Een levenskrachtige ‘civil society’ is essentieel voor het functioneren van een democratische rechtsstaat, evenals het goed functioneren van de instellingen van de staat dat is. Wij hoeven hiervoor slechts de werken van Montesquieu en De Tocqueville in herinnering te roepen. Een goed functionerende ‘civil society’ vormt bovendien een buffer tussen de overheid en de individuele burgers en kan direct ingrijpen door de overheid in de privé-sfeer van de burgers voorkomen. Een goed functionerende ‘civil society’ lijkt vanzelfsprekend, maar is het niet. Dat blijkt vooral wanneer evenwichten verstoord raken. De overheid rol van de overheid moet er in bestaan om positieve bijdragen aan de ‘civil society’ te koesteren en stimuleren en negatieve krachten af te remmen of tegen te gaan. Dat is niet anders wanneer godsdienst in het spel is.

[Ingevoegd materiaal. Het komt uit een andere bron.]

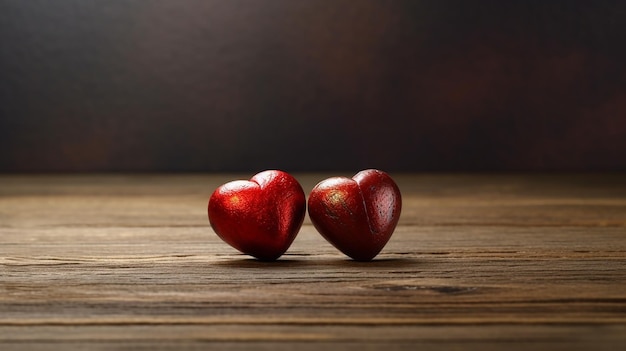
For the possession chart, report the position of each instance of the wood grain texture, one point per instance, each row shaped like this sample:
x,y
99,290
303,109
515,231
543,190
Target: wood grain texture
x,y
478,262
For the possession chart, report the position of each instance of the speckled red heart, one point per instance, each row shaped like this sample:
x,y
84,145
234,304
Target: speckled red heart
x,y
356,215
261,216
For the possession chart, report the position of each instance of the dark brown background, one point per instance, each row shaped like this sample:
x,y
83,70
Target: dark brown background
x,y
312,85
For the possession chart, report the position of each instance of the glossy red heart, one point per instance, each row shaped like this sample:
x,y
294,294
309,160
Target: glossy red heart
x,y
259,217
356,215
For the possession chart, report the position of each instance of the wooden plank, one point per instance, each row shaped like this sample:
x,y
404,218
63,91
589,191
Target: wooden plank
x,y
478,261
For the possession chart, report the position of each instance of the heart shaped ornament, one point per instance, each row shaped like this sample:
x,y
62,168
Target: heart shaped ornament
x,y
261,216
356,215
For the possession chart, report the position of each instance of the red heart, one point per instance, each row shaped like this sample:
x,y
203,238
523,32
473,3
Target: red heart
x,y
356,215
260,217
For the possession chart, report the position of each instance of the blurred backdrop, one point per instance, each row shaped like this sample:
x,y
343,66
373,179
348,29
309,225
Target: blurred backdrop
x,y
235,85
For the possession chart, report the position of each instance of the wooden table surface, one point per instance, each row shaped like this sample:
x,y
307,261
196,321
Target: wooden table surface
x,y
478,262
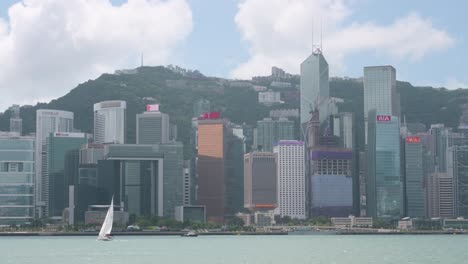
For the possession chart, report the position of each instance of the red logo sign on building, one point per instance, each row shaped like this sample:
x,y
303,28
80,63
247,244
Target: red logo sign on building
x,y
382,118
152,108
413,140
211,115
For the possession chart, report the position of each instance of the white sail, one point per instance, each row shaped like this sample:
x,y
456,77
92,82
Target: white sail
x,y
107,225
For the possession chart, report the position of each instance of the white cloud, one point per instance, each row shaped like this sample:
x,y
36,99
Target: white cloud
x,y
453,84
47,47
279,33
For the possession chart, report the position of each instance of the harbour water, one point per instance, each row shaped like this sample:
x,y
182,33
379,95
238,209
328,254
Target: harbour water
x,y
316,249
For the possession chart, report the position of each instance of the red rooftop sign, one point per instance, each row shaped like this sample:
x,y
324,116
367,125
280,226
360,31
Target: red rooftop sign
x,y
152,108
413,140
382,118
211,115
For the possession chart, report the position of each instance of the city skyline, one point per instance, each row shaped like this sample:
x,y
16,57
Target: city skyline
x,y
242,47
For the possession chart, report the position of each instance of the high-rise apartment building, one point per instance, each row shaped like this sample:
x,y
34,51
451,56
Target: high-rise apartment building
x,y
384,188
211,167
58,145
290,169
16,123
343,127
144,179
47,121
380,92
440,136
219,168
440,195
109,122
331,182
414,177
152,127
315,89
457,166
17,179
269,132
260,181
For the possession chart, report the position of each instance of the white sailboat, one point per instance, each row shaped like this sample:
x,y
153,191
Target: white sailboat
x,y
104,234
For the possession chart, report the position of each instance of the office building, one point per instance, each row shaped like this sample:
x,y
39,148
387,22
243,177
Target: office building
x,y
440,135
331,182
290,169
260,181
343,127
16,123
201,106
109,122
17,179
144,179
58,146
457,166
315,90
269,132
440,195
384,188
380,93
414,177
219,168
47,121
152,126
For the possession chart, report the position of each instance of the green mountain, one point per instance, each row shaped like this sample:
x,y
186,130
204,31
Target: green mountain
x,y
177,91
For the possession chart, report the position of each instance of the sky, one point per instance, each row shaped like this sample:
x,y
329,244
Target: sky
x,y
47,47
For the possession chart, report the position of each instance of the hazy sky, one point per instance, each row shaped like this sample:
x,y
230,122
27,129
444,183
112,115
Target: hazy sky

De erkenning van godsdienst als maatschappelijk verschijnsel in de positieve én zorgelijke kanten vergt kennis bij de overheid van wat er leeft en noodzaakt tot contact, dialoog en samenwerking met religieuze organisaties. Zelfs waar het om zorgelijke ontwikkelingen gaat, wil dit niet zeggen dat de organisaties altijd tegenspelers zijn. Zij kunnen ook bondgenoten zijn. Naarmate de overheid zelf ook meer een regierol neemt, zal de samenwerking alleen maar toenemen. Die samenwerking kan natuurlijk financiële implicaties hebben, maar dat is zeker niet per definitie het geval.
Hoe verhoudt deze ontwikkeling in de richting van meer samenwerking en contact zich tot onze beginselen van scheiding van kerk en staat en religieuze neutraliteit van de overheid? Die blijven van belang. Zij blijven borg staan voor de nodige afstand. Ook in de toekomst is er geen formele zeggenschap in elkaars besluitvormingsproces. En de overheid zal zich ook in de toekomst niet als zodanig inhoudelijk identificeren met één bepaalde geloofsrichting, zonder zich echter te kunnen verschuilen achter een schijn-waardevrijheid.
In het proces van de herschikking van de onderlinge relatie tussen overheden en geloofsgroepen, dat nu gaande is, zullen in de praktijk vast en zeker nog allerlei obstakels opdoemen. Juist in concrete kwesties en zachte confrontaties zullen de marges voor concrete omgangsvormen zich verder moeten uitkristalliseren. Dat komt ook omdat wij de veelheid van nieuwe situaties niet bij voorbaat kunnen overzien. Maar dat betekent niet dat wij betrokkenheid tussen overheid en godsdienstige organisaties over en weer bij voorbaat al principieel moeten afwijzen.
Mocht het Amsterdamse stadsdeel in zee gaan met Youth for Christ? Op grond van het voorgaande hangt dat vooral af van de concrete afspraken die er gemaakt zijn (zoals in dit geval over de algemene toegankelijkheid van de voorzieningen en het niet-missionerend optreden). In principe is er niets tegen. Scheiding van kerk en staat en religieuze en levensbeschouwelijke neutraliteit van de overheid vormen daarvoor als zodanig geen belemmering.